La prima volta che ho assaggiato un po’ di bar non ero neanche madre, portavo una bimba a scuola come baby sitter, la stessa dei miei fratelli, lì incontrai la mia di madre con tutte le amiche al seguito. Mi porsero un caffè e io zitta zitta in un angolo mi facevo accarezzare dalle loro storie, dai loro drammi e dalle mille avventure che in venti minuti si dovevano raccontare. Pensavo fosse follia pura, un gineceo talmente variopinto da farmi girare la testa. Il volume delle voci si alzava o abbassava a seconda di chi entrava, gli sguardi poi erano da film western. Tutte avevano la notizia del giorno, tutte avevano ragione e torto contemporaneamente, tutte si volevano bene.

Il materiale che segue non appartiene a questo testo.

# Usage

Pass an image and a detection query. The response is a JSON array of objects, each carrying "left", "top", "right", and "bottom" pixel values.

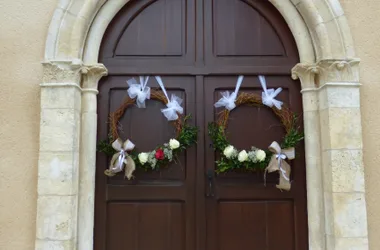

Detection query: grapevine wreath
[
  {"left": 98, "top": 77, "right": 198, "bottom": 179},
  {"left": 208, "top": 76, "right": 303, "bottom": 190}
]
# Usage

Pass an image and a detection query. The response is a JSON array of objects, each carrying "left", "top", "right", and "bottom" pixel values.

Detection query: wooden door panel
[
  {"left": 100, "top": 0, "right": 195, "bottom": 71},
  {"left": 210, "top": 200, "right": 295, "bottom": 250},
  {"left": 213, "top": 0, "right": 285, "bottom": 57},
  {"left": 204, "top": 0, "right": 297, "bottom": 69},
  {"left": 114, "top": 0, "right": 186, "bottom": 57},
  {"left": 94, "top": 0, "right": 308, "bottom": 250},
  {"left": 107, "top": 201, "right": 186, "bottom": 250},
  {"left": 95, "top": 75, "right": 196, "bottom": 250}
]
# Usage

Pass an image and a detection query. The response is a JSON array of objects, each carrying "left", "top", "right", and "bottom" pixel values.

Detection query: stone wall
[{"left": 0, "top": 0, "right": 380, "bottom": 250}]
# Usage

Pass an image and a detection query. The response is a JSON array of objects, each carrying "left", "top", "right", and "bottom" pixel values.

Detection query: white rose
[
  {"left": 169, "top": 139, "right": 180, "bottom": 149},
  {"left": 256, "top": 149, "right": 266, "bottom": 161},
  {"left": 223, "top": 145, "right": 235, "bottom": 158},
  {"left": 238, "top": 150, "right": 248, "bottom": 162},
  {"left": 138, "top": 153, "right": 149, "bottom": 164}
]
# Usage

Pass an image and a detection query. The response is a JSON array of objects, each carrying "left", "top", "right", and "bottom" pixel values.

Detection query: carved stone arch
[{"left": 36, "top": 0, "right": 368, "bottom": 250}]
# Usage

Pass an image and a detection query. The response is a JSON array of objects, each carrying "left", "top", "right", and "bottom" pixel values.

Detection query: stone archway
[{"left": 36, "top": 0, "right": 368, "bottom": 250}]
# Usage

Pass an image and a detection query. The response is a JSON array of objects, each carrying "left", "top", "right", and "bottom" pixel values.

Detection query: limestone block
[
  {"left": 314, "top": 0, "right": 335, "bottom": 22},
  {"left": 332, "top": 193, "right": 368, "bottom": 237},
  {"left": 38, "top": 152, "right": 79, "bottom": 195},
  {"left": 37, "top": 196, "right": 77, "bottom": 241},
  {"left": 328, "top": 150, "right": 365, "bottom": 192},
  {"left": 310, "top": 23, "right": 332, "bottom": 61},
  {"left": 324, "top": 18, "right": 346, "bottom": 58},
  {"left": 302, "top": 91, "right": 319, "bottom": 112},
  {"left": 332, "top": 14, "right": 356, "bottom": 58},
  {"left": 323, "top": 191, "right": 335, "bottom": 236},
  {"left": 320, "top": 108, "right": 362, "bottom": 150},
  {"left": 293, "top": 1, "right": 323, "bottom": 28},
  {"left": 334, "top": 238, "right": 369, "bottom": 250},
  {"left": 319, "top": 85, "right": 360, "bottom": 110},
  {"left": 35, "top": 239, "right": 75, "bottom": 250},
  {"left": 41, "top": 86, "right": 81, "bottom": 110},
  {"left": 323, "top": 150, "right": 365, "bottom": 192},
  {"left": 40, "top": 109, "right": 80, "bottom": 152}
]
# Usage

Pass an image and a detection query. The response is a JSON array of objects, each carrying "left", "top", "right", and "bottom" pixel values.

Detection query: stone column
[
  {"left": 78, "top": 64, "right": 107, "bottom": 250},
  {"left": 318, "top": 59, "right": 368, "bottom": 250},
  {"left": 35, "top": 61, "right": 81, "bottom": 250},
  {"left": 292, "top": 64, "right": 325, "bottom": 250}
]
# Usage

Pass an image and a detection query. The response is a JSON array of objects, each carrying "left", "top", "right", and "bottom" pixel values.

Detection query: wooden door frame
[{"left": 36, "top": 0, "right": 368, "bottom": 250}]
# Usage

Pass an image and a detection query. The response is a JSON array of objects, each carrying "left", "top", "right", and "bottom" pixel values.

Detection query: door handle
[{"left": 206, "top": 169, "right": 214, "bottom": 197}]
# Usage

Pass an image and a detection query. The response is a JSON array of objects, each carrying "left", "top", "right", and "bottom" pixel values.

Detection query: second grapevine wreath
[
  {"left": 208, "top": 77, "right": 304, "bottom": 190},
  {"left": 98, "top": 90, "right": 198, "bottom": 179}
]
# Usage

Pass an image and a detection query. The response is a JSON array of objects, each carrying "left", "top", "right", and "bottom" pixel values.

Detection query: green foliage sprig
[
  {"left": 208, "top": 115, "right": 304, "bottom": 173},
  {"left": 97, "top": 115, "right": 198, "bottom": 170}
]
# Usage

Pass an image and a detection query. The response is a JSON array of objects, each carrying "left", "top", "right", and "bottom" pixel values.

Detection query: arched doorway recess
[{"left": 36, "top": 0, "right": 368, "bottom": 250}]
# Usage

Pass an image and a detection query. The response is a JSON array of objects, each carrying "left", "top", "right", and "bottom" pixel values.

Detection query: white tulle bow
[
  {"left": 156, "top": 76, "right": 183, "bottom": 121},
  {"left": 214, "top": 76, "right": 244, "bottom": 111},
  {"left": 127, "top": 76, "right": 150, "bottom": 108},
  {"left": 259, "top": 76, "right": 283, "bottom": 109},
  {"left": 161, "top": 95, "right": 183, "bottom": 121}
]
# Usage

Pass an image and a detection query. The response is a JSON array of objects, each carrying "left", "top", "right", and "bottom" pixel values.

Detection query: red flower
[{"left": 154, "top": 149, "right": 165, "bottom": 160}]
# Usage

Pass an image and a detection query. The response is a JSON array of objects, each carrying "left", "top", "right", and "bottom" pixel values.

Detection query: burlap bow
[
  {"left": 104, "top": 138, "right": 136, "bottom": 180},
  {"left": 265, "top": 141, "right": 295, "bottom": 191}
]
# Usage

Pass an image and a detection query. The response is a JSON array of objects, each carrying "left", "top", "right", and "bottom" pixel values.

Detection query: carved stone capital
[
  {"left": 42, "top": 59, "right": 83, "bottom": 86},
  {"left": 292, "top": 58, "right": 360, "bottom": 89},
  {"left": 292, "top": 63, "right": 320, "bottom": 89},
  {"left": 81, "top": 63, "right": 108, "bottom": 90}
]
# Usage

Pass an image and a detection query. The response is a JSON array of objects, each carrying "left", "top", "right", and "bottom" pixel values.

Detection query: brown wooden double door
[{"left": 94, "top": 0, "right": 308, "bottom": 250}]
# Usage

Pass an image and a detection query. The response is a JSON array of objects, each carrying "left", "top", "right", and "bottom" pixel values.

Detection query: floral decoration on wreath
[
  {"left": 97, "top": 76, "right": 198, "bottom": 180},
  {"left": 208, "top": 76, "right": 304, "bottom": 190}
]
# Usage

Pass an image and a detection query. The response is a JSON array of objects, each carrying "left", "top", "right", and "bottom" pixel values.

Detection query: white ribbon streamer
[
  {"left": 214, "top": 75, "right": 244, "bottom": 111},
  {"left": 259, "top": 75, "right": 283, "bottom": 109},
  {"left": 127, "top": 76, "right": 150, "bottom": 108},
  {"left": 276, "top": 153, "right": 290, "bottom": 181},
  {"left": 156, "top": 76, "right": 183, "bottom": 121}
]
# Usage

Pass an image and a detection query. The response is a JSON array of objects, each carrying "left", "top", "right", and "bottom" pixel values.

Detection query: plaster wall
[
  {"left": 0, "top": 0, "right": 380, "bottom": 250},
  {"left": 0, "top": 0, "right": 57, "bottom": 250}
]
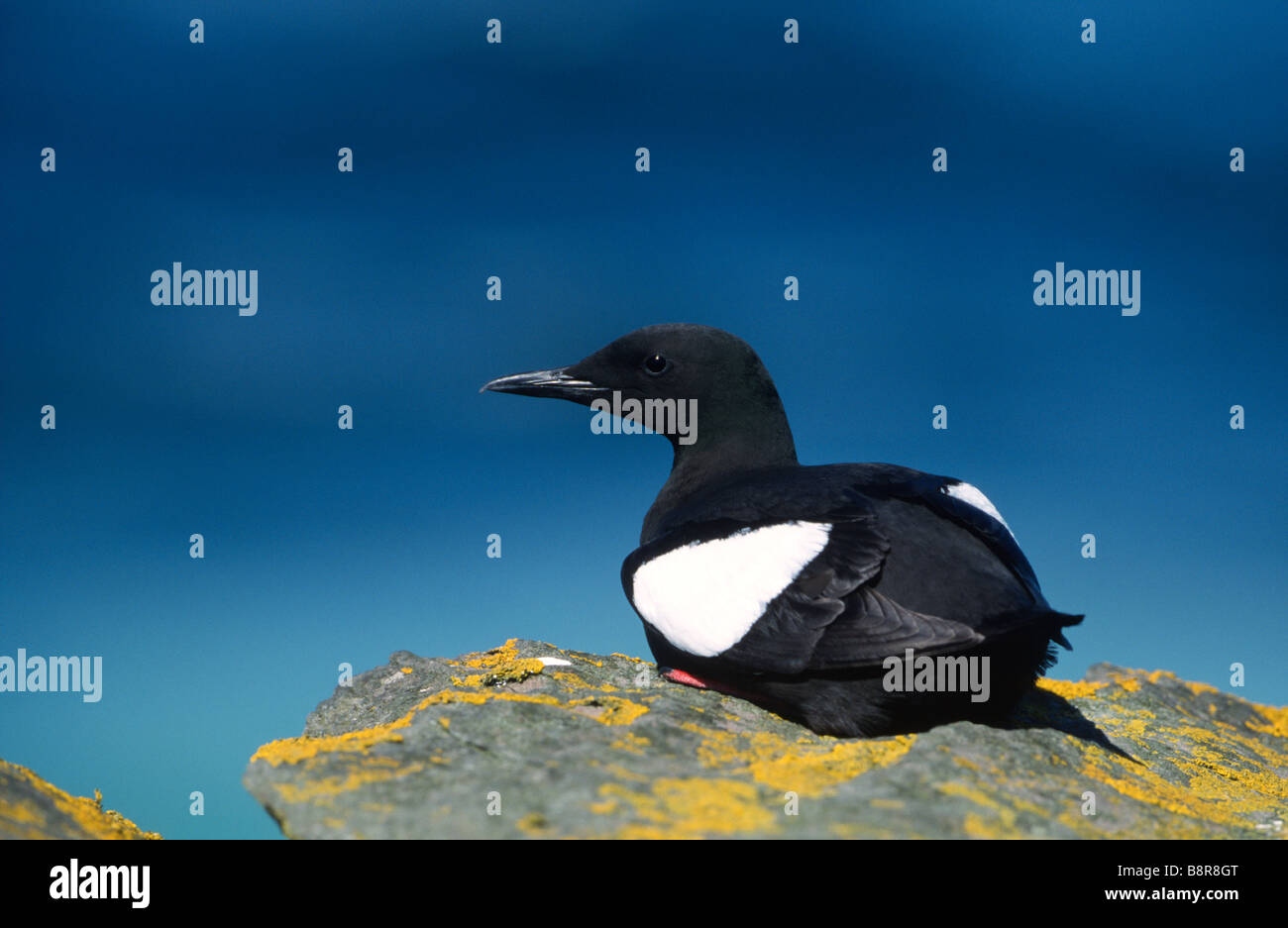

Nulla di questa dinamica è cambiata ora che tra queste splendide e coraggiose fanciulle ci sono anche io. Io, che poi sono la più piccola, quella disastrata emotivamente, il giullare, quella dalla lacrima facile sia per ridere che per piangere. Di bar se ne sono cambiati un bel po’, dal tipico e classico sotto la scuola, ma troppo “trafficato”, da quello di nicchia con le cameriere hypster radical sto cazzo; poi c’è stata la fase del baretto nuovo nuovo un po’ più là, ma era troppo piccolo e non se poteva urlà. L’ultimo è stato il mio preferito, quello dei sogni, quello però stagionale potrei dire: il bar in piazza.
Quello che te siedi e devi urlare per far uscire qualcuno, che poi esce e lo conosci come in un paesino e lui sa tutto sempre di tutte noi a partire da come beviamo il caffè, che si ferma e ci delizia dei suoi migliori complimenti, per ognuna diverso. Dove saluti chi ti passa accanto e ridi forte e fumi un po’ di più perché stai all’aperto.

In un bar del genere ognuna di noi ruba le sedie al vicino e crea il circolo ricreativo unicamente al femminile e si stacca per un po’, per una manciata di minuti non sei più una casalinga, una direttrice di banca o un’insegnante di yoga, non hai “solo” trent’anni o centoventisei, sei un’amica, che di lì a poco inizierà la sua giornata, ma per il momento se ne sta seduta, sapendo che il figlio è a scuola e che ci si può un secondo rilassare.

In questi attimi ho fatto amicizia con persone con cui non avrei mai immaginato di proferire neanche mezza parola, ho conosciuto mariti deliziosi che cercavano di entrare in questo insieme di ormoni e timidamente offrire colazioni a tutte, ho riso tantissimo e chiarito faccende scolastiche, ho sfogato i miei momenti più dolorosi e ascoltato e consolato. Ho festeggiato il mio compleanno.

Il bar per una mamma è come quasi un secondo figlio, adulto, che vedi poco durante la giornata, ma che ti gusti e ami il tempo che basta, che ti manca infinitamente quando non c’è e che ti riempie il cuore quando torna. Il bar per una mamma può sembrare una stronzata e va bene così. Che questi venti minuti siano solo per noi.

A presto, e buon riposo, ci rivediamo a settembre cariche di storie e di energia.

Tanto so che starai lì ad aspettarci, starai lì ad aspettarmi.